So you was right, answer was here %) This structure would declared since 4.4 kernel version

 *Quote:*   

> well I think my answer is here: 
> 
> http://linuxwacom.sourceforge.net/wiki/index.php/Device_IDs

 

Your device is not supported in wacom linux drivers... until this structure would included in drivers. But you can search needed patch for your kernel or write declaration of device by yourself.

----------

## newin

thank you for your answer TigerJr (and everyone else)

But I have a problem here, because of fglrx I have 2 solution:

1) patching to make fglrx work for linux 4.x

2) parching to make my intuos draw work for my 3.18

Personally I do not like to try to modify my graphics driver (you know how sensible they can be...)

So how hard does it should be to write a patch, I just have to add this struct ? If I need more do you have some guideline/tips or where to find them ?

(I'm good in C but I never tried anything on the linux kernel...)

----------

## TigerJr

 *Quote:*   

> (I'm good in C but I never tried anything on the linux kernel...)
> 
> 

 

It's good chance to raise your level, reading and analyzing kernel code. You can write patch by youself, make patch using diff command or just rewrite them. 

For rewrite try to download files wacom.h wacom_wac.h wacom_wac.c wacom_sys.c from this link:

http://sourceforge.net/p/linuxwacom/input-wacom/ci/master/tree/3.17/

to /usr/src/linux/drivers/hid/ with rewrite, i think they are newer than those in kernel but not tested(maybe you are one of the first testers of that driver after developers) and

change CONFIG_LOCALVERSION="-wacom", thats not mix with your workable kernel version. Than

try recompile your 3.18.12-gentoo-wacom kernel, if your pen works well than you can use that drivers on another kernel version.

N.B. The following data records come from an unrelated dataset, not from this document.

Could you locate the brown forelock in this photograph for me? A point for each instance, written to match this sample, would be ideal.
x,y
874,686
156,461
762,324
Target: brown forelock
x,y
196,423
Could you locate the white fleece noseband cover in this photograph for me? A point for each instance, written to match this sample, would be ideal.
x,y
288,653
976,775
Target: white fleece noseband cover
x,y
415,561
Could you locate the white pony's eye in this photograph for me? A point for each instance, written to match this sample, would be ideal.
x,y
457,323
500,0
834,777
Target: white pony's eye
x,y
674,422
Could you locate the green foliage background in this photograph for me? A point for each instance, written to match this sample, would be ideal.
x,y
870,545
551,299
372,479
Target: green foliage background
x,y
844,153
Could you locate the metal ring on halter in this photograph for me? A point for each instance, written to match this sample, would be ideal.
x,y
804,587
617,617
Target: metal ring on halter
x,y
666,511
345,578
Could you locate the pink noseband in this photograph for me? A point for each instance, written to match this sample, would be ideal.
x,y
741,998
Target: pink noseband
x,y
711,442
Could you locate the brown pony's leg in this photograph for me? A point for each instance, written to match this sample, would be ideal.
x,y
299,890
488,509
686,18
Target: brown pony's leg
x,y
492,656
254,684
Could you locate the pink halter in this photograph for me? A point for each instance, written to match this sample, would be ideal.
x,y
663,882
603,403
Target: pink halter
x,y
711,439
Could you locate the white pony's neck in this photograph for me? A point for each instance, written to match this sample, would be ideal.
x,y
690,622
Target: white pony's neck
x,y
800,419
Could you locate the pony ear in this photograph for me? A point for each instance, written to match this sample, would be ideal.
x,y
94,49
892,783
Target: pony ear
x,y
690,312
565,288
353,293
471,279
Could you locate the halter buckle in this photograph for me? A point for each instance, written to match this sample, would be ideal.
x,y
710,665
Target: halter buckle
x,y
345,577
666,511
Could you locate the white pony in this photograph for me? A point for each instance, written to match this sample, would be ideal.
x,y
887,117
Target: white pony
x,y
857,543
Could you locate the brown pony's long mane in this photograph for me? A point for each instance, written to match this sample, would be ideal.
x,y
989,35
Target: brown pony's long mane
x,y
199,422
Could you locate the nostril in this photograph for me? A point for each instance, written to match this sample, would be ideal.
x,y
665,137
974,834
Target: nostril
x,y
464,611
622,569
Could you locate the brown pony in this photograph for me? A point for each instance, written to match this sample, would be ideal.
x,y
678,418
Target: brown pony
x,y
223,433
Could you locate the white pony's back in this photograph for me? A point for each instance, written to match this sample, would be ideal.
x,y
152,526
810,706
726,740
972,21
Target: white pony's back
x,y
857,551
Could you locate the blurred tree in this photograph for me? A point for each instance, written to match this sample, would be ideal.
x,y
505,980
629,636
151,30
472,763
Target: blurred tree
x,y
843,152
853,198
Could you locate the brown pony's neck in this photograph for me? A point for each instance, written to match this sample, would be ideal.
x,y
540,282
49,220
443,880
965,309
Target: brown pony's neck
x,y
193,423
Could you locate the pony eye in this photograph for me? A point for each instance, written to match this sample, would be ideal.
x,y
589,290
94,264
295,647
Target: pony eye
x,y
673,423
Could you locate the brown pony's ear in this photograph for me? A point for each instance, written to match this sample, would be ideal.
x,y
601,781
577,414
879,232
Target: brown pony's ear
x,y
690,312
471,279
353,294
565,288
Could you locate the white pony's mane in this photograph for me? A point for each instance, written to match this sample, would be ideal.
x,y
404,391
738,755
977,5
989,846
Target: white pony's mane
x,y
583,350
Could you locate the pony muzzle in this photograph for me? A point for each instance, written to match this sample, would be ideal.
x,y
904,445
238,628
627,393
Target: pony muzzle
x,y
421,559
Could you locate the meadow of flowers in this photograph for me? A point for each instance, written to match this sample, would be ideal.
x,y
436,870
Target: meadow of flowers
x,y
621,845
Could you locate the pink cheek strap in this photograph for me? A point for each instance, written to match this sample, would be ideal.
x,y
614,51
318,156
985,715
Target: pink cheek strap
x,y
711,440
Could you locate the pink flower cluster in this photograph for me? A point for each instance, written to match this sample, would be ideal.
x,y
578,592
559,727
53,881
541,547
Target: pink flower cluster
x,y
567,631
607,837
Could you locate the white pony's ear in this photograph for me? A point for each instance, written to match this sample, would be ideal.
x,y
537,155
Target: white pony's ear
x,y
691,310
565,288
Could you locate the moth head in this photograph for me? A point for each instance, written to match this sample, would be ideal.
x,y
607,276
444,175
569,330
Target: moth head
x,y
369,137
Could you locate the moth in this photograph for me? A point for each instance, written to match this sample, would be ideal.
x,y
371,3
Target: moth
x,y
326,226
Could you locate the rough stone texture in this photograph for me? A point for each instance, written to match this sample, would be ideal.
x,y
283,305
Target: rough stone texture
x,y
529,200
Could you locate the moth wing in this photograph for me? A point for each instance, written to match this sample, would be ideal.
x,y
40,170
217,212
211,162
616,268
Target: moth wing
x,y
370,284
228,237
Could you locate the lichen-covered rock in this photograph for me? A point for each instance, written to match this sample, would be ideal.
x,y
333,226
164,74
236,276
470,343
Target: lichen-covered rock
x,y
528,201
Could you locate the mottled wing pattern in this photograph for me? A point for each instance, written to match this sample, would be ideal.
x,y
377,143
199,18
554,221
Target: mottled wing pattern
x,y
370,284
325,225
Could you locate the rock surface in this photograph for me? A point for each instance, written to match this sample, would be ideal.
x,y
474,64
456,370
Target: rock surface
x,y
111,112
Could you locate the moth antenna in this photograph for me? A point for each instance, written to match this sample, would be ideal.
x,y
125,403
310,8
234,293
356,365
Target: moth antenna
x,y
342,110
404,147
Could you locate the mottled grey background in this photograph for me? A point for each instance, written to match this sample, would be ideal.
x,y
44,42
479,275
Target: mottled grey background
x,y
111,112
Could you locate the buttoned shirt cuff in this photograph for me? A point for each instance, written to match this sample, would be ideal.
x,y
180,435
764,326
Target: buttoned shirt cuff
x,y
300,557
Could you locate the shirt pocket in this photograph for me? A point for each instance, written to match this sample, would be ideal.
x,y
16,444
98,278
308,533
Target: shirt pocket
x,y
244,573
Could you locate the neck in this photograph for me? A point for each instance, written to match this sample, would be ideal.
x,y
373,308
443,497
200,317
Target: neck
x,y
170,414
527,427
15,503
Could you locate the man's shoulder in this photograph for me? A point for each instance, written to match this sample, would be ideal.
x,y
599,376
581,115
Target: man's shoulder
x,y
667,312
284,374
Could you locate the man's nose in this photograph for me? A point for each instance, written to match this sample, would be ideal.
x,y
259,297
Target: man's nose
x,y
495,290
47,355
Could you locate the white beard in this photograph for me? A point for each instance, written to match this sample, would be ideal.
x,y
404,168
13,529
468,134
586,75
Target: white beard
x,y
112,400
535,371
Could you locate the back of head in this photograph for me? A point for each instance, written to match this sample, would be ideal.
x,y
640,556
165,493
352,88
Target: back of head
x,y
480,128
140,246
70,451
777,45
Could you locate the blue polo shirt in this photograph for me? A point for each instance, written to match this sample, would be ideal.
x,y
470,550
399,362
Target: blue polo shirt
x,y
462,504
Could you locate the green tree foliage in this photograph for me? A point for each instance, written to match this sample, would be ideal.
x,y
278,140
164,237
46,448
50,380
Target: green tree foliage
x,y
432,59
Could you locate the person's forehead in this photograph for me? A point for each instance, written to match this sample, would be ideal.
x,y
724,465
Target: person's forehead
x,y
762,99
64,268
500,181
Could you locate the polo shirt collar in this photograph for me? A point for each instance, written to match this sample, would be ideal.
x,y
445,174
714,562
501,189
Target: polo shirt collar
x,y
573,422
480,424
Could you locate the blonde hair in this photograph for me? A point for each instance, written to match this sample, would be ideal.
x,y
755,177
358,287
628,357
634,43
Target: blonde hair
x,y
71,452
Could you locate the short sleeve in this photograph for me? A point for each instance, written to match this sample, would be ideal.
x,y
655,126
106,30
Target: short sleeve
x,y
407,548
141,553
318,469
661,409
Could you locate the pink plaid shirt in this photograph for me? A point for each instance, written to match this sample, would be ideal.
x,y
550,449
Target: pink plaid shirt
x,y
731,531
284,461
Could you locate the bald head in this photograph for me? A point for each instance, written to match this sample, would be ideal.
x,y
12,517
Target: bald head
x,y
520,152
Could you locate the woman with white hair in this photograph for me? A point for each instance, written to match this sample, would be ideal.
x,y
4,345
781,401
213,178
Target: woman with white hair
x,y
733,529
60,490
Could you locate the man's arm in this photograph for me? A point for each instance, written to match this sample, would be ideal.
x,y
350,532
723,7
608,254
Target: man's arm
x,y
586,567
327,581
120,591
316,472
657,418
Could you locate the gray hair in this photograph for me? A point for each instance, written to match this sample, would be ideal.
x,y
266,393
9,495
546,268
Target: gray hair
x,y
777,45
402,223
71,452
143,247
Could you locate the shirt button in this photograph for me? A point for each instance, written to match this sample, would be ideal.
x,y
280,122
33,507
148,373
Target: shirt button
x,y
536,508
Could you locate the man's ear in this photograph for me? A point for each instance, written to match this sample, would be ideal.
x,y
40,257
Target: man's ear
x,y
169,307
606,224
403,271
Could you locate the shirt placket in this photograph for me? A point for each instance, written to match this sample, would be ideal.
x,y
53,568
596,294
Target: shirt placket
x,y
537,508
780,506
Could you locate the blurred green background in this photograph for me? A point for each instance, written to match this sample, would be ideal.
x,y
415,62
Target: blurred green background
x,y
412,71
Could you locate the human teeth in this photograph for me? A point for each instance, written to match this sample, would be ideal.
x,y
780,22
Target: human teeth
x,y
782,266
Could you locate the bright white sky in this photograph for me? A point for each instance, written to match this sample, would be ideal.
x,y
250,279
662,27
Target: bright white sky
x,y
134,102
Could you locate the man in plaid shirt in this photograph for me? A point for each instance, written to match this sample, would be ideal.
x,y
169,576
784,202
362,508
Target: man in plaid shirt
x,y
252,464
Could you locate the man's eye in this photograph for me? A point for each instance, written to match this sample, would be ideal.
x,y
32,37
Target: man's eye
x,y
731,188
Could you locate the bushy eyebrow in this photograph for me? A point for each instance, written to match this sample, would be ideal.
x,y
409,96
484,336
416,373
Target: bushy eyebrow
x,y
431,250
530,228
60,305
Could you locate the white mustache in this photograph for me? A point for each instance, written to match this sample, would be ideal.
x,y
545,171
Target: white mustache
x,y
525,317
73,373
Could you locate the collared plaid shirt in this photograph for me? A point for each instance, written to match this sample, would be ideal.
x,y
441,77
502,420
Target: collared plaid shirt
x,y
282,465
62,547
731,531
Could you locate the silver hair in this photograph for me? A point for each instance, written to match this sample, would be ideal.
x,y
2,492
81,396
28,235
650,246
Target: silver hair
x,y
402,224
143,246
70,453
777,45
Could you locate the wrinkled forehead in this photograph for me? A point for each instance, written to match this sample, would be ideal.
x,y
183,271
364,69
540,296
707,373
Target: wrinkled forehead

What for fglrx drivers - create another thread for them...

----------

## newin

I just overwrite the wacom* files in my 3.18 kernel and it worked !

the stylus work, pressure levels work (tested with krita 2.8.5), the button on the pen also work.

Using xsetwacom I remapped some buttons and X11 seems to see them as mouse button. 

thank you TigerJr !

----------

## TigerJr

So if this works, that would be great to include this drivers in gentoo-sources mainline. Just to make it work without dances with the code %)

----------

## szatox

They are included already.  It basically "just works™"

I really wonder what the problem actually was there.

----------

## TigerJr

 *szatox wrote:*   

> They are included already.  It basically "just works™"
> 
> I really wonder what the problem actually was there.

 

Cause kernel was 3.18.12 and newer kernel is not "just works" with fglrx drivers, like newin wrote.

----------